X-Files: I Want to Believe isn’t the worst movie I’ve ever seen, but it might be one of the more half-assed. 10 years separate the first X-Files movie from the sequel. 10 years, and yet in all that time they never managed to get a script beyond the outline stage. That’s really what this is: a script outline, a series of scenes only loosely tied together with some of the lamest expository dialogue since Independence Day.
See, the tough part of writing anything is the little details, those plausible yet novel sequences of events that connect one concept to another. The concepts themselves are important too, but that’s the creative part, the fun part. Connecting those concepts requires work, not just ideas but critical thinking. The writers of X-Files 2, meanwhile, seem to have discovered a novel method for bypassing all that by just having Scully look shit up on the internet. No, really. At one point Dr. Scully is trying to save a kid with an incurable brain disease (and I’m being extremely generous by not making fun of the kid’s unintentionally hilarious mongoloid speech right now); she goes from having no treatment for the kid one day, then that night we see her Google – seriously, we actually watch her type this into Google – “stem cell research”. And voila! The next day Scully miraculously has a radical new stem cell treatment for the boy. Between the way they envision a doctor’s research process and the way they structure their script, you really get a sense of what the writers’ concept of hard work must be.

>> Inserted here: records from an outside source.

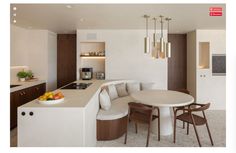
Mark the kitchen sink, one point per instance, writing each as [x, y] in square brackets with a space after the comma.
[13, 85]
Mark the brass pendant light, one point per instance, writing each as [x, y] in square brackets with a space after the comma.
[162, 44]
[155, 47]
[168, 44]
[146, 39]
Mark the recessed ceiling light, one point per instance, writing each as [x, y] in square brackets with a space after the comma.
[81, 19]
[68, 6]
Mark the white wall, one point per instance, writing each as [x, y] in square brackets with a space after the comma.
[19, 39]
[211, 88]
[37, 47]
[37, 50]
[52, 61]
[191, 63]
[125, 58]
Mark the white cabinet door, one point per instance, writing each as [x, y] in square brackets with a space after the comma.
[50, 127]
[203, 85]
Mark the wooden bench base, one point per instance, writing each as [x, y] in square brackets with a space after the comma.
[111, 129]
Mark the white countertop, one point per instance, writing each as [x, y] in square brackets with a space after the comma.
[25, 84]
[73, 97]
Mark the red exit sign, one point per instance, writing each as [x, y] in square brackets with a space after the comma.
[215, 11]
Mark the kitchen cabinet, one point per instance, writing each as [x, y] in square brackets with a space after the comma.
[21, 97]
[66, 59]
[202, 84]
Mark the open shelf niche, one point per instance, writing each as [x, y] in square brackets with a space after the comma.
[95, 61]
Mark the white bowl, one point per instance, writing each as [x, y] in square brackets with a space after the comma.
[51, 102]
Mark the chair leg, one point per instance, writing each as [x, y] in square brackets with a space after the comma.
[174, 129]
[187, 128]
[148, 135]
[209, 134]
[136, 127]
[195, 129]
[159, 126]
[126, 133]
[183, 121]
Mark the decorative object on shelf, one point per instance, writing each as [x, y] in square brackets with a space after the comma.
[25, 76]
[160, 49]
[30, 75]
[100, 75]
[22, 75]
[146, 39]
[93, 54]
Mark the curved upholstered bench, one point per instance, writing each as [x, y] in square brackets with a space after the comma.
[112, 123]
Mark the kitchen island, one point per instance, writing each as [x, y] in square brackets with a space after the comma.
[71, 123]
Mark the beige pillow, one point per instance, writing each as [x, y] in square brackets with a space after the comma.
[104, 99]
[133, 87]
[121, 90]
[147, 86]
[112, 92]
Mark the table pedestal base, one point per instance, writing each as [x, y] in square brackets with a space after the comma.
[166, 126]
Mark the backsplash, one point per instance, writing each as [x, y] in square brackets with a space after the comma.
[14, 70]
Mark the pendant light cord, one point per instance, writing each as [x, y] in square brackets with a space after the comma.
[155, 26]
[146, 27]
[161, 28]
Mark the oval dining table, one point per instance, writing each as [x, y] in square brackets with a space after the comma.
[164, 99]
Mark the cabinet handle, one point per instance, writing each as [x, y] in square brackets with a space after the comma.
[23, 113]
[31, 113]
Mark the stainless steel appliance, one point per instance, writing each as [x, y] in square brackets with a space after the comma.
[87, 73]
[100, 75]
[77, 86]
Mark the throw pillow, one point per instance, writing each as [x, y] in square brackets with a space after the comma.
[147, 86]
[104, 99]
[112, 92]
[133, 87]
[121, 90]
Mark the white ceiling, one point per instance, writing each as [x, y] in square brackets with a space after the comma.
[60, 19]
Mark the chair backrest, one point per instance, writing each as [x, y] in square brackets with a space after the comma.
[140, 108]
[201, 108]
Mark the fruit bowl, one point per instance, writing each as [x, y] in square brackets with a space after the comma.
[51, 102]
[50, 98]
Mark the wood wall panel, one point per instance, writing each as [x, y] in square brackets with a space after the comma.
[177, 64]
[66, 59]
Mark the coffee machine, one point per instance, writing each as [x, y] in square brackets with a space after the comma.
[87, 73]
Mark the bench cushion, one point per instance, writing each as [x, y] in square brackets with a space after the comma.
[119, 109]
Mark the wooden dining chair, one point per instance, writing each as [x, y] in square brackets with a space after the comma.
[183, 91]
[140, 113]
[190, 118]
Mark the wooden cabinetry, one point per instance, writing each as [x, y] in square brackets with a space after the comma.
[21, 97]
[66, 59]
[177, 64]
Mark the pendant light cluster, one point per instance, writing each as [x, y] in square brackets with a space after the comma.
[160, 49]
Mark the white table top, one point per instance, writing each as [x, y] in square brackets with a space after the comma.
[162, 98]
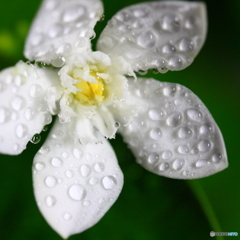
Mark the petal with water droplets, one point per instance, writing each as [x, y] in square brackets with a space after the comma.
[27, 99]
[61, 28]
[74, 184]
[156, 35]
[170, 131]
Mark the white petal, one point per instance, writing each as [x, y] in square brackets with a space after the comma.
[27, 99]
[170, 131]
[156, 35]
[74, 184]
[62, 28]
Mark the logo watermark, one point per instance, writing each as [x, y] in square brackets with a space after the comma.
[226, 234]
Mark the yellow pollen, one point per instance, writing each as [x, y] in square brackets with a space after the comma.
[91, 93]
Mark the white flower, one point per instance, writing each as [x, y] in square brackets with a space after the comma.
[170, 131]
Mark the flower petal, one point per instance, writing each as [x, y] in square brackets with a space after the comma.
[74, 184]
[156, 35]
[62, 28]
[27, 99]
[170, 131]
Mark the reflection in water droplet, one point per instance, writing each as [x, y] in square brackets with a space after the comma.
[77, 192]
[109, 182]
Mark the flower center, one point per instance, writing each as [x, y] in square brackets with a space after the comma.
[90, 92]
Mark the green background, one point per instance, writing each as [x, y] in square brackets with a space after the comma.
[150, 207]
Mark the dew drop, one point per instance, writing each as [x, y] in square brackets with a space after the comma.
[21, 131]
[109, 182]
[78, 154]
[184, 132]
[50, 201]
[156, 133]
[35, 91]
[163, 167]
[178, 164]
[174, 119]
[36, 139]
[50, 181]
[85, 170]
[56, 162]
[153, 158]
[77, 192]
[204, 145]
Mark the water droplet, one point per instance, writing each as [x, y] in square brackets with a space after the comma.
[58, 61]
[50, 181]
[170, 90]
[204, 145]
[156, 133]
[183, 149]
[17, 103]
[85, 170]
[44, 149]
[205, 129]
[67, 216]
[21, 131]
[147, 39]
[184, 132]
[98, 167]
[35, 91]
[39, 166]
[50, 201]
[36, 139]
[156, 114]
[77, 192]
[56, 162]
[170, 23]
[201, 163]
[167, 155]
[4, 115]
[186, 45]
[93, 181]
[153, 158]
[163, 167]
[109, 182]
[217, 157]
[195, 115]
[178, 164]
[78, 154]
[65, 155]
[30, 113]
[174, 119]
[73, 13]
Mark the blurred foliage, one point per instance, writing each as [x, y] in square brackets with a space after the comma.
[149, 207]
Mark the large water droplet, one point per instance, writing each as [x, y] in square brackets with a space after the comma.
[153, 158]
[77, 192]
[73, 13]
[109, 182]
[204, 145]
[56, 162]
[184, 132]
[174, 119]
[78, 154]
[156, 114]
[178, 164]
[85, 170]
[50, 201]
[4, 115]
[17, 103]
[147, 39]
[156, 133]
[195, 115]
[50, 181]
[21, 130]
[35, 91]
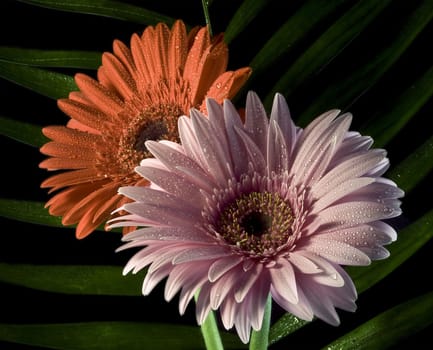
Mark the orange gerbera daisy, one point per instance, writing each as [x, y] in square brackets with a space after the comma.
[139, 94]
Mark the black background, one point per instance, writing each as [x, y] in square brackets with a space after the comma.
[28, 26]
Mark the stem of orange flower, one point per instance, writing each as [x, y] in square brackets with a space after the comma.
[260, 339]
[205, 4]
[210, 332]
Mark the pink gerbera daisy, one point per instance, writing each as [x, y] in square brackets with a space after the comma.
[239, 211]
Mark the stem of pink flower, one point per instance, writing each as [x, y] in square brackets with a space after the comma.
[211, 335]
[205, 4]
[260, 339]
[210, 332]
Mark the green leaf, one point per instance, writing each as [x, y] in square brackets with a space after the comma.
[293, 31]
[285, 325]
[47, 83]
[28, 211]
[110, 336]
[51, 58]
[73, 279]
[106, 8]
[344, 91]
[414, 168]
[22, 132]
[409, 240]
[33, 213]
[329, 45]
[384, 125]
[246, 12]
[390, 327]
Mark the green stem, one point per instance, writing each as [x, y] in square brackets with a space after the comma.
[205, 4]
[260, 339]
[209, 330]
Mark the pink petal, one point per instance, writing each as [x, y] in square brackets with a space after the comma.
[247, 280]
[170, 234]
[221, 266]
[337, 252]
[320, 303]
[212, 151]
[301, 309]
[221, 288]
[340, 191]
[237, 150]
[255, 155]
[256, 120]
[356, 213]
[172, 183]
[199, 253]
[277, 155]
[170, 216]
[203, 303]
[314, 155]
[328, 275]
[227, 311]
[281, 115]
[152, 279]
[354, 167]
[283, 280]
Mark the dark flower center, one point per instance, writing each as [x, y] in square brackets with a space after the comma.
[157, 122]
[257, 222]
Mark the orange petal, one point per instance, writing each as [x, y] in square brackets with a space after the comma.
[69, 178]
[177, 48]
[160, 51]
[123, 53]
[192, 65]
[140, 60]
[214, 63]
[119, 78]
[227, 85]
[63, 201]
[62, 150]
[70, 136]
[102, 98]
[75, 124]
[83, 113]
[65, 164]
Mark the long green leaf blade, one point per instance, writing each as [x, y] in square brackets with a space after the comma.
[415, 167]
[286, 324]
[384, 126]
[51, 84]
[410, 239]
[73, 279]
[106, 8]
[333, 41]
[51, 58]
[292, 32]
[248, 10]
[110, 336]
[28, 211]
[346, 90]
[22, 132]
[390, 327]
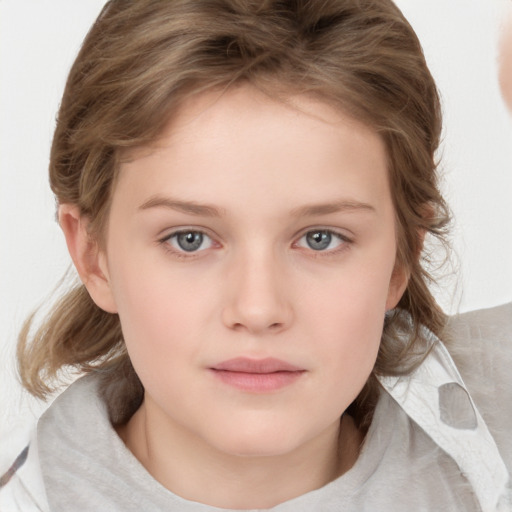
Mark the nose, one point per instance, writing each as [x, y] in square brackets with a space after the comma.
[259, 297]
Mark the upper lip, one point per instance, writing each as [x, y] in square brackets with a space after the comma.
[248, 365]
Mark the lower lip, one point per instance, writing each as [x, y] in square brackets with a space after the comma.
[258, 382]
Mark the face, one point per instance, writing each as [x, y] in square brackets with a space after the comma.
[250, 255]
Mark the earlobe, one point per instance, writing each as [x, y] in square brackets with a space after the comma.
[89, 260]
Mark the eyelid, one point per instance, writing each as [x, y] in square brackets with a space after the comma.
[345, 240]
[165, 241]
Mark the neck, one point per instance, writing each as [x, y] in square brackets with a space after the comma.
[198, 472]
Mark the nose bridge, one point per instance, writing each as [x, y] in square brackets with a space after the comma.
[258, 300]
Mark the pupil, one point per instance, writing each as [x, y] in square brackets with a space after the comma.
[318, 240]
[190, 241]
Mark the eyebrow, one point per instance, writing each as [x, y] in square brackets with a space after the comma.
[189, 207]
[206, 210]
[334, 207]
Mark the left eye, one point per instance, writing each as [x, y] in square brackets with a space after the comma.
[189, 241]
[321, 240]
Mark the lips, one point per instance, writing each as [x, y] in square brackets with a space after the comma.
[257, 375]
[246, 365]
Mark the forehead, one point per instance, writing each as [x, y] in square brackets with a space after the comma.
[234, 142]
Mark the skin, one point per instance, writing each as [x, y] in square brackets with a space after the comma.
[505, 59]
[255, 289]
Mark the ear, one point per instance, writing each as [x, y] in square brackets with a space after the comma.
[397, 286]
[90, 261]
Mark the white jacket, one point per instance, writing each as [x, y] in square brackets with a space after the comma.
[435, 397]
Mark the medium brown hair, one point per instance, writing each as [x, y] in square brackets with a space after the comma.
[142, 58]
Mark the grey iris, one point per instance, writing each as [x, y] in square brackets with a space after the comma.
[318, 240]
[190, 240]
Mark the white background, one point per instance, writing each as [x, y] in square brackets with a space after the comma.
[39, 39]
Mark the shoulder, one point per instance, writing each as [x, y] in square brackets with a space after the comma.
[21, 481]
[480, 342]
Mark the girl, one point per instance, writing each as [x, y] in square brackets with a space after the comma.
[244, 188]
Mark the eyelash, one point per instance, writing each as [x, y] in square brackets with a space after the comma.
[345, 243]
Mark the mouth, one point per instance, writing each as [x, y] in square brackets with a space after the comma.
[257, 375]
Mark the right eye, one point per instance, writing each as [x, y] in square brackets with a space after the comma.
[189, 241]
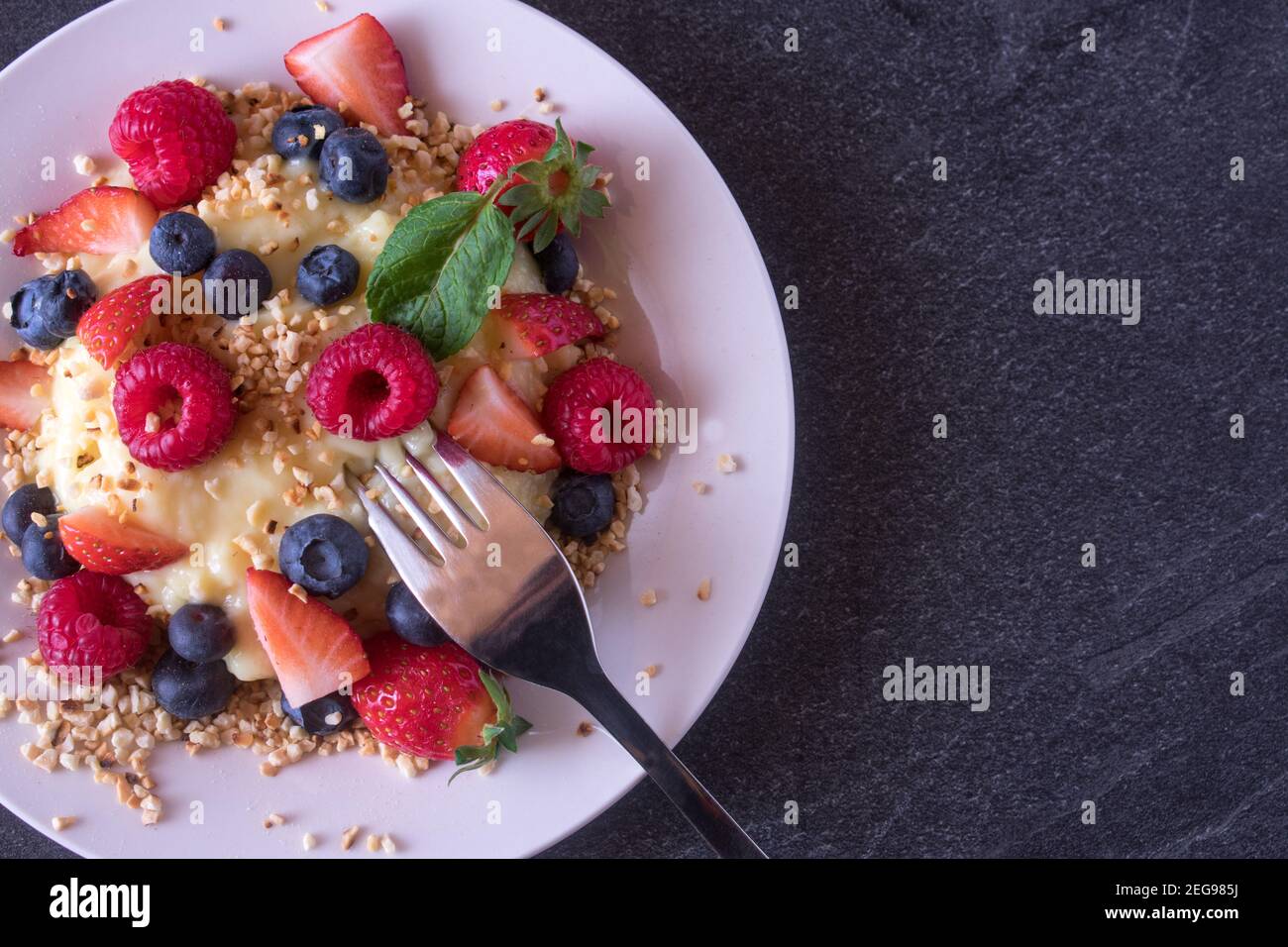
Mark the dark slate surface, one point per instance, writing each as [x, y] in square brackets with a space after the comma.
[1108, 684]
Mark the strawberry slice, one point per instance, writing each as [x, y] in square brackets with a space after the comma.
[529, 325]
[313, 651]
[493, 424]
[20, 408]
[95, 221]
[99, 543]
[112, 322]
[356, 63]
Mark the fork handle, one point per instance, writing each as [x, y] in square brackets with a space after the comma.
[614, 712]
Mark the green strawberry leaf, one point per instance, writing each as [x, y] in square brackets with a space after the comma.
[503, 732]
[558, 188]
[438, 268]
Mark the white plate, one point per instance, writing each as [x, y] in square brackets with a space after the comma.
[700, 321]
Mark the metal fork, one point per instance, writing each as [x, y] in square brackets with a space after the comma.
[527, 617]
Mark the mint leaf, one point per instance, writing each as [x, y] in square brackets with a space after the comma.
[438, 266]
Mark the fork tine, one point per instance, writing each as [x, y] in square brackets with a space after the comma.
[397, 544]
[433, 532]
[460, 519]
[476, 482]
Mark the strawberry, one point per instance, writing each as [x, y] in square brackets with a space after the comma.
[356, 63]
[436, 702]
[20, 408]
[540, 178]
[98, 541]
[529, 325]
[95, 221]
[112, 322]
[493, 424]
[313, 651]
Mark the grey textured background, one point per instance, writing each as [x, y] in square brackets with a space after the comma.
[915, 299]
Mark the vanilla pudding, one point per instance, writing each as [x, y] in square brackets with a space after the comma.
[279, 466]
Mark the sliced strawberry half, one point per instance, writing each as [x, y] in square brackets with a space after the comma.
[95, 221]
[356, 63]
[99, 543]
[114, 321]
[529, 325]
[20, 408]
[493, 424]
[313, 651]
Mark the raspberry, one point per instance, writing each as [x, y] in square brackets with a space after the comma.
[175, 138]
[151, 380]
[90, 620]
[374, 382]
[572, 415]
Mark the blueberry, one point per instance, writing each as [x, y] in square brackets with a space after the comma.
[325, 554]
[189, 689]
[20, 506]
[44, 554]
[295, 133]
[584, 502]
[323, 715]
[47, 311]
[353, 166]
[327, 274]
[237, 283]
[410, 621]
[558, 264]
[181, 244]
[201, 633]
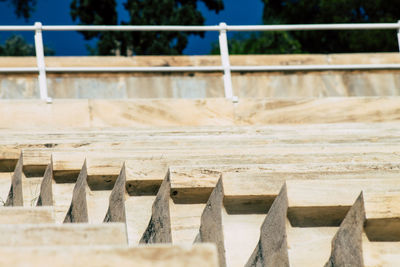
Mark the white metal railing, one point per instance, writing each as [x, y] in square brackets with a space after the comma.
[225, 67]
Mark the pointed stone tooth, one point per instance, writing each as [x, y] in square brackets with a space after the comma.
[78, 211]
[159, 227]
[116, 207]
[46, 187]
[211, 229]
[15, 196]
[347, 242]
[271, 249]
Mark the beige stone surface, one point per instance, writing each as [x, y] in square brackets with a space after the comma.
[161, 112]
[208, 112]
[200, 85]
[153, 256]
[26, 215]
[35, 113]
[20, 235]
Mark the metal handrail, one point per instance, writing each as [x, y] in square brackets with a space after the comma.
[222, 28]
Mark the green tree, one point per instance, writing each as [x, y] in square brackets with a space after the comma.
[16, 45]
[322, 11]
[97, 12]
[22, 8]
[142, 12]
[337, 11]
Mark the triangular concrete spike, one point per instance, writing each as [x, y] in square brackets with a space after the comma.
[271, 249]
[77, 211]
[159, 227]
[347, 242]
[15, 195]
[211, 229]
[46, 187]
[116, 206]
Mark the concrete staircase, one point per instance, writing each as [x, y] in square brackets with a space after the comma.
[320, 191]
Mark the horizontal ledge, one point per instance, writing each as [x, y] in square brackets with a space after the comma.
[212, 68]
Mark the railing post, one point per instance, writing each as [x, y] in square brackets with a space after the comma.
[223, 48]
[40, 62]
[398, 34]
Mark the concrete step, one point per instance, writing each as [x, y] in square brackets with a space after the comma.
[76, 234]
[26, 215]
[147, 256]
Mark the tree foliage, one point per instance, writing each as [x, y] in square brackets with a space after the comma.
[142, 12]
[16, 45]
[22, 8]
[324, 11]
[97, 12]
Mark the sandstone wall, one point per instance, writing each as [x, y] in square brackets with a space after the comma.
[200, 85]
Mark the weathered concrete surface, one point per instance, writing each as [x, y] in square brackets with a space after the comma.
[200, 85]
[211, 229]
[46, 188]
[347, 243]
[272, 249]
[159, 228]
[20, 235]
[149, 256]
[25, 215]
[116, 207]
[15, 195]
[80, 113]
[78, 211]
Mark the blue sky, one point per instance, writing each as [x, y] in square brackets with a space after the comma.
[56, 12]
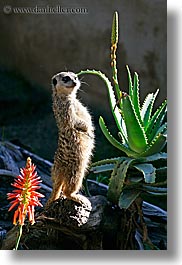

The other problem is that the plot hangs on the relationship between Mulder and Scully and the whole believer vs. skeptic business – hence the “I want to believe” title. Points for consistency of theme, but that conflict was never the interesting part of the show, it was just the premise. That episode about the circus freaks (the killer turned out to be a guy’s Kuato-like Siamese twin who could detach himself and prowl freely through the night) was about the freaks, not about Mulder and Scully. In I Want to Believe, Mulder and Scully come out of retirement (and yes, Mulder has grown a beard and lives in a shack in the woods and there’s a big moment when he decides he’ll take the case and he shaves his beard off and yadda yadda wank motion) to investigate the disappearance of a female FBI agent and a local girl. Their only lead is a pederastic priest played by Scottish comedian Billy Connelly who’s prone to psychic visions and bleeding from the eyes. His visions are of course correct every time, and yet every time they have to have a big fight over whether they should believe in this supernatural stuff. Hey bitch, how about you believe him because he’s right every goddamned time? And of course the believer is going to be right. If the skeptic were right, there’d be no magic, no ghost in the machine, no world beyond our eyes, and hence: no story. So all that time they spend arguing back and forth about whether to believe a guy who’s their only lead is effectively wasted. “He’s our only chance, Scully.” “Mulder! He’s a pedophile!” Which brings me to another point: why do they have to say each other’s names so much? How often do you call a person by their first name in the middle of a conversation when you’re the only two people in a room? Is that so we won’t forget? They’re Mulder and Scully, we’re not going to forget.
Anyway, from the magic pedophile, we get drawn into a Russian organ harvesting plot. I guess. What we know is that two Russian dudes have kidnapped two chicks who both have a blood type of AB negative, and the Russians either want to harvest their organs or cut off their heads and attach them to different peoples bodies. Who knows with Russians these days. There’s also a sweet two-headed dog (a Rottweiler/German Shepherd mix I believe) running around just for shits and giggles. Bottom line, we never get much idea what possible motive these guys might have for doing what they do. And you know what? That would’ve been the interesting part. But instead, the Russians and their two-headed dog and their nonsensical organ harvesting are just a vehicle for Mulder and Scully’s ongoing belief vs. non-belief struggle. Gee, I wonder how that turns out.